Comprehensive O11y using Prometheus, Zipkin & Grafana

Comprehensive O11y using Prometheus, Zipkin & Grafana

Published
July 24, 2025
Tags
Tech
Web Dev
Author
Chandra Wijaya

The 3 AM Wake-Up Call That Changed Everything

So, I’m gonna start with a story.
It was 3:47 AM when Sarah's phone erupted with alerts. As the lead engineer at FinTech Solutions, she'd seen her share of production incidents, but this was different. Their payment processing system—handling millions of dollars in transactions daily—was experiencing mysterious slowdowns. Customer complaints were flooding in, and every minute of downtime meant lost revenue and eroding trust.
Sarah's team scrambled to diagnose the issue. They checked server health: CPU and memory looked normal. Database queries? Running fine. Network connectivity? All green. Yet customers were timing out during checkout, and the team was flying blind.
After two hours of frantic investigation and a $2.3 million revenue loss, they finally discovered the culprit: a third-party payment gateway had introduced subtle latency in their API responses. But here's the kicker—this could have been caught in minutes, not hours, if they had proper observability in place.
Six Months Later: A Different Story
Fast forward to a similar scenario. At 2:15 AM, the system detected an anomaly. But this time, the on-call engineer, Marcus, received a contextualized alert with the exact service endpoint, and even the suspected root cause.
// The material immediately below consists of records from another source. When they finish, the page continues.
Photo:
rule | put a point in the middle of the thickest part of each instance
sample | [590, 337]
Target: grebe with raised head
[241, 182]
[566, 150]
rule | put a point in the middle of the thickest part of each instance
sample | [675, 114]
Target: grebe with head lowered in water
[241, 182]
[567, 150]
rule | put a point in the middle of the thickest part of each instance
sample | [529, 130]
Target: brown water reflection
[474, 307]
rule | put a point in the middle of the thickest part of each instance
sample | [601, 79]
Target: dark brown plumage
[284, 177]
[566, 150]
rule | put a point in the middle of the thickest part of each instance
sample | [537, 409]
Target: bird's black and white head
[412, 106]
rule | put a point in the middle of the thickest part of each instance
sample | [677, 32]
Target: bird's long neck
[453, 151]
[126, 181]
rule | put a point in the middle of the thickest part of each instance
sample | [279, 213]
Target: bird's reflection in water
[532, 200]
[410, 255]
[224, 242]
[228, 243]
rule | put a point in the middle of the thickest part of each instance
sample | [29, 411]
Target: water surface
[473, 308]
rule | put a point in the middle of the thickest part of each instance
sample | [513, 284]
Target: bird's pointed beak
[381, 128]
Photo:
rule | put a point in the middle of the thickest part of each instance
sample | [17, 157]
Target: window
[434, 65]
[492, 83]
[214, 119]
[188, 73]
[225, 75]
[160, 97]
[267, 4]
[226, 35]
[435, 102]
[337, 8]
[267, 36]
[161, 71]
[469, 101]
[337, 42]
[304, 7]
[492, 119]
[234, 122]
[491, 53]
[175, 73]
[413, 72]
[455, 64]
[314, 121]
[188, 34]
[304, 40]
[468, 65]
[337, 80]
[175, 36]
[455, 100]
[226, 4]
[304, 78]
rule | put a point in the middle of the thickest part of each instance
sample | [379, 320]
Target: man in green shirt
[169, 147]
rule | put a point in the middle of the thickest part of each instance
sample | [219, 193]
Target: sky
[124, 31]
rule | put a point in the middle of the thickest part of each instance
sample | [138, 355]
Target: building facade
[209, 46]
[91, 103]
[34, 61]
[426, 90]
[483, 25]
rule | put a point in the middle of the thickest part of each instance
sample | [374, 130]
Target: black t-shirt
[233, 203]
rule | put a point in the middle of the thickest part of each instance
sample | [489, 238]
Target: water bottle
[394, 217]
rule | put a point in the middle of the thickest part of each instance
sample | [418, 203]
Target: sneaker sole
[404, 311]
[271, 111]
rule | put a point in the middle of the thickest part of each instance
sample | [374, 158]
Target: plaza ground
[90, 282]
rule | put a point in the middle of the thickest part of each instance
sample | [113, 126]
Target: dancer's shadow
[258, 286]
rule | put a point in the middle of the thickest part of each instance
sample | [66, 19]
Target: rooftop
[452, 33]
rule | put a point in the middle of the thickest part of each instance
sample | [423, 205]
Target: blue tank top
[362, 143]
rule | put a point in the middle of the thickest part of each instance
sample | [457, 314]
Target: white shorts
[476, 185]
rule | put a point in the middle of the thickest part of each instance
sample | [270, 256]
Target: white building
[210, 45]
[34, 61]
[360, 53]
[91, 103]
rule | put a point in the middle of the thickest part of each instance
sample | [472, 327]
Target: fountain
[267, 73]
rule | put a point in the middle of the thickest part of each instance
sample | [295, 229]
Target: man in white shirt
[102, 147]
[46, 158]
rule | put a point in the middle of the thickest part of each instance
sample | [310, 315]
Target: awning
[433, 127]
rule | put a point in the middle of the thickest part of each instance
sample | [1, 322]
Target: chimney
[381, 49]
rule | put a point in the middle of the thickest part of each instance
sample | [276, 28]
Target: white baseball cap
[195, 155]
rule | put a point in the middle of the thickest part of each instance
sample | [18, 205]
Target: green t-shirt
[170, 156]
He opened his laptop to find:
  • Distributed traces: showing the payment gateway's response time had jumped from 200ms to 8 seconds
  • Correlated logs: revealing specific transaction IDs affected
  • Metrics dashboards: displaying the cascade effect across dependent services
  • Automatic rollback: already triggered based on predefined SLOs
Marcus confirmed the automated mitigation, notified the gateway provider, and the incident was resolved in 12 minutes. Most customers never even noticed. Total revenue impact? Less than $50,000, and zero customer complaints.
 
The Real Cost of Flying Blind
Sarah's story isn't unique. Across the industry, engineering teams face similar challenges. And these weren't failures of engineering talent. They were failures of visibility.
notion image

Let’s talk about O11y.

O11y stands for observability, not to be confused with Observable. It talks about an ability to understand what is happening in our system or application by examining the system outputs, like data, logs, or metrics, etc. It enables not only SWEs, but also other IT departments like DevOps, SRE teams, or even standby system support, to understand the behavior of a system/app, to know what gone wrong (if that happens), why it gone that way, find the root cause, and do action about it.

We implemented monitoring already, with good alerting system.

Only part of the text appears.